Turning vegan does not always mean that you might have to change the way you eat out completely; it’s all about finding and making small adjustments to your favourite meals and continuing to enjoy them with equal enthusiasm. For example, if your favourite restaurant makes a delicious butter chicken, simply check with the staff if they can provide a vegan alternative to the meat and make the curry devoid of dairy products. If your favourite brand of ice cream is one that you thought of giving up, check if they stock up on vegan ice creams made with coconut or almond milk in flavours that you would usually enjoy.

One Switch At A Time

Turning vegan is not an overnight process where one is expected to give up everything they’ve eaten all at once. Start the process by adding more plant-based foods to your diet, replace one animal-based product in one meal a day with a vegan alternative.
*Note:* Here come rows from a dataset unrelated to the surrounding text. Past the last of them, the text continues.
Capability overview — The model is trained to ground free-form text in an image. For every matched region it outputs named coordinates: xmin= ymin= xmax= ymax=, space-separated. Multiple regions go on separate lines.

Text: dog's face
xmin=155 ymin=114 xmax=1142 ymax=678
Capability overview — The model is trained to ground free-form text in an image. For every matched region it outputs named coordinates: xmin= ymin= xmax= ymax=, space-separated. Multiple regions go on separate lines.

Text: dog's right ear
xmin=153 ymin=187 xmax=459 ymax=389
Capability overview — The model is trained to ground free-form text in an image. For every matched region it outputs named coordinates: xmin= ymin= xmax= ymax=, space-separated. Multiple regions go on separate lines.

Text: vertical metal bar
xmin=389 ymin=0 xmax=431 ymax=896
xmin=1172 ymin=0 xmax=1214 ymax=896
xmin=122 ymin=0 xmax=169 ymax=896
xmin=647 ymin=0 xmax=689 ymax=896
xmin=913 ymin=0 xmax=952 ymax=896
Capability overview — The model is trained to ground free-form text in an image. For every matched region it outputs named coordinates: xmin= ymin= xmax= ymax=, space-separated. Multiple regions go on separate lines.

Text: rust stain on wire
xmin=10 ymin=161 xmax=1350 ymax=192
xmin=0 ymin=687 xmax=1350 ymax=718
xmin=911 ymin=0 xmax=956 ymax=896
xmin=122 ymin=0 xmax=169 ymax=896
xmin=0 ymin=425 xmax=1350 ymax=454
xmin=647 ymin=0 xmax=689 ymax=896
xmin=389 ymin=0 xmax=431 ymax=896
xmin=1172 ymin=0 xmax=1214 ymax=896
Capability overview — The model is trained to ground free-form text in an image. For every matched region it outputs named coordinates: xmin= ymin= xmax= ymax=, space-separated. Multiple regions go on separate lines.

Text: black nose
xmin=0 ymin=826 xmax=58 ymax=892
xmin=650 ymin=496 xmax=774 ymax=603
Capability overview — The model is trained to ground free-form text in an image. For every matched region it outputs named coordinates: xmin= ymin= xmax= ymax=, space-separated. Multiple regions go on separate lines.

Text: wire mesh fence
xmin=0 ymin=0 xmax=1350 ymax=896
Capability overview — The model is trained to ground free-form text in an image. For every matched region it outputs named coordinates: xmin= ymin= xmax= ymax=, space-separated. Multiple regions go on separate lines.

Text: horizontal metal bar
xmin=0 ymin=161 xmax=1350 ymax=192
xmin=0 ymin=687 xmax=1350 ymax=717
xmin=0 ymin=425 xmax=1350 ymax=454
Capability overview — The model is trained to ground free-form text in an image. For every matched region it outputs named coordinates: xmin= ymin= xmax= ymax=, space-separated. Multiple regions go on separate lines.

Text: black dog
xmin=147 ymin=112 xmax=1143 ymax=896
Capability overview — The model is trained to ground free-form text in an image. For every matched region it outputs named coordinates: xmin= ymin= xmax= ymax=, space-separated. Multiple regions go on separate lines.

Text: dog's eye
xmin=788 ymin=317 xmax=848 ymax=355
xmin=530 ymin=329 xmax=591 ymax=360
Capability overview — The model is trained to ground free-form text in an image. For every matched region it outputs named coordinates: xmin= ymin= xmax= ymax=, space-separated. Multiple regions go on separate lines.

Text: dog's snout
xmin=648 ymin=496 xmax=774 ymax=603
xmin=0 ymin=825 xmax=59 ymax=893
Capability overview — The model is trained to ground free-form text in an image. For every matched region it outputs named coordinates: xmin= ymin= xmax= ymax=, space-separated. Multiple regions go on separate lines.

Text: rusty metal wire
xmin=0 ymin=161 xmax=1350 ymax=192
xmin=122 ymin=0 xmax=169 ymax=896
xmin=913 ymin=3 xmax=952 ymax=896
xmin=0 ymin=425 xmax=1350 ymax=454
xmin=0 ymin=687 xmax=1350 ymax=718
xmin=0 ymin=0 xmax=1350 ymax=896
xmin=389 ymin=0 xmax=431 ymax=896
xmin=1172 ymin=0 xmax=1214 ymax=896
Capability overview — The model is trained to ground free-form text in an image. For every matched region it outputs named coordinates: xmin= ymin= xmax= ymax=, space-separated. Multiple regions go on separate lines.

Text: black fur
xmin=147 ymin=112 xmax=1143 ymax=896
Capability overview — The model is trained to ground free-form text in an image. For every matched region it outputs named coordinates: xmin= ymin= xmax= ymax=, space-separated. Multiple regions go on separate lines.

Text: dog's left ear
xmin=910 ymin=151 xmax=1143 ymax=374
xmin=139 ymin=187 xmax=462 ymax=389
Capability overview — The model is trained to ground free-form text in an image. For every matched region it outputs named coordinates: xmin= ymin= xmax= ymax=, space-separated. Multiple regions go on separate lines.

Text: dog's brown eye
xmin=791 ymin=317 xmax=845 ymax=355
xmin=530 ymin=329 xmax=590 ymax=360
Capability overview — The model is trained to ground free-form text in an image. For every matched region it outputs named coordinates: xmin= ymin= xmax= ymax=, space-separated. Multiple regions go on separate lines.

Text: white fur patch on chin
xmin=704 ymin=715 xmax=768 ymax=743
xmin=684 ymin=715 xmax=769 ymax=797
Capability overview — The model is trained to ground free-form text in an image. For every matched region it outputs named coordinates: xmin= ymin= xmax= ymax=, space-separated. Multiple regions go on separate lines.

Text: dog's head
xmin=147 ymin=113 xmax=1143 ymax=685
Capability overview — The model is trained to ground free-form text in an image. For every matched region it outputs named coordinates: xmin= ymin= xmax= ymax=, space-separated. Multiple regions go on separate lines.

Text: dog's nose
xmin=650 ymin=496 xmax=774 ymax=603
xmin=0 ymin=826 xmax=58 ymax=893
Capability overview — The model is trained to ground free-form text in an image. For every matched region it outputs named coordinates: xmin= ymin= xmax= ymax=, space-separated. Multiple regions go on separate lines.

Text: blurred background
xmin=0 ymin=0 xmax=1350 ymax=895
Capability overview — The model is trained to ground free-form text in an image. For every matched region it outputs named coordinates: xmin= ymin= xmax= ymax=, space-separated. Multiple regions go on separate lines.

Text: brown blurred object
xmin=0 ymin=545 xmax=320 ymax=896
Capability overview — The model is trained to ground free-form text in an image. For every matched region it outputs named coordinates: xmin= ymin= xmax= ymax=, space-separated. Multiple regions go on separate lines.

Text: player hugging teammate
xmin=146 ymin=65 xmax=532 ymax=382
Cut back on dairy and non-organic meat and include more vegetables or legumes. Simultaneously, remember to keep a check on how much processed food is being consumed in return and remain conscious about not overdoing it.

New Protein Sources

Being an important component of a balanced diet, proteins are the dietary building blocks that help break down amino acids to promote cell repair and regeneration. Include plenty of vegan protein sources like lentils, beans, quinoa, tofu and seitan in your diet to make up for the lack of eggs, paneer, fish or meat in your diet. Based on the average weight of an individual, the daily dietary protein requirement might vary but be slightly higher in ratio when compared to animal-based protein.